Canada’s cancelled PrescribeIT digital prescription program cost $298-million in federal spending, well above the original $250-million estimate, with less than 5% of prescriptions using the service. Roughly $98-million went to Telus Health as the main technology vendor. Conservative MPs are pushing the Auditor-General and health committee to investigate how the program was managed and funded.

Analysis

This is less a healthcare spending story than a procurement/governance signal: when a public digital platform with weak adoption gets shut down after a large sunk cost, the market usually overreacts to the headline but underreacts to the downstream tightening in vendor scrutiny. The near-term loser set is not just the named contractor ecosystem; it is any software/services supplier that relies on federal health modernization budgets, because the political response tends to shift from “digitize faster” to “prove ROI first,” which elongates sales cycles and raises compliance costs for months, not days. Second-order, this increases the probability of a broader audit wave across IT modernization, especially in provinces and agencies where similar programs exist but adoption is mediocre.
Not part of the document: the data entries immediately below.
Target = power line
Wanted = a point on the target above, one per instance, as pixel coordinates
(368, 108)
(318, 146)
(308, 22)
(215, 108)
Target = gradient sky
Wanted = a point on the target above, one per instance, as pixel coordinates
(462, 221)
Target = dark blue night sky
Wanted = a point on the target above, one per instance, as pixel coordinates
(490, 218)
That creates a cold-backlog effect: projects may not be canceled, but they are more likely to be re-scoped, re-tendered, or paused, which compresses near-term bookings for government-facing healthcare IT and systems integrators. If the committee keeps the story alive, the next catalyst is reputational rather than financial—vendor disclosure, contract amendments, and calls for clawbacks—which can meaningfully pressure sentiment in names with material public-sector exposure. The contrarian view is that this may ultimately be less a “tech failure” than an adoption failure, which means the market should not extrapolate to the value of digital prescribing broadly. In other words, the lesson may be about implementation and physician workflow integration, not about the long-term inevitability of e-prescribing; that limits the downside for firms selling adjacent interoperability, eRx, and claims-routing software. The bigger tradeable implication is political: this reinforces a broader fiscal discipline narrative into a budget cycle, making discretionary digital spend more vulnerable than core health spending, which is a subtle negative for domestic IT spend expectations over the next 1-2 quarters.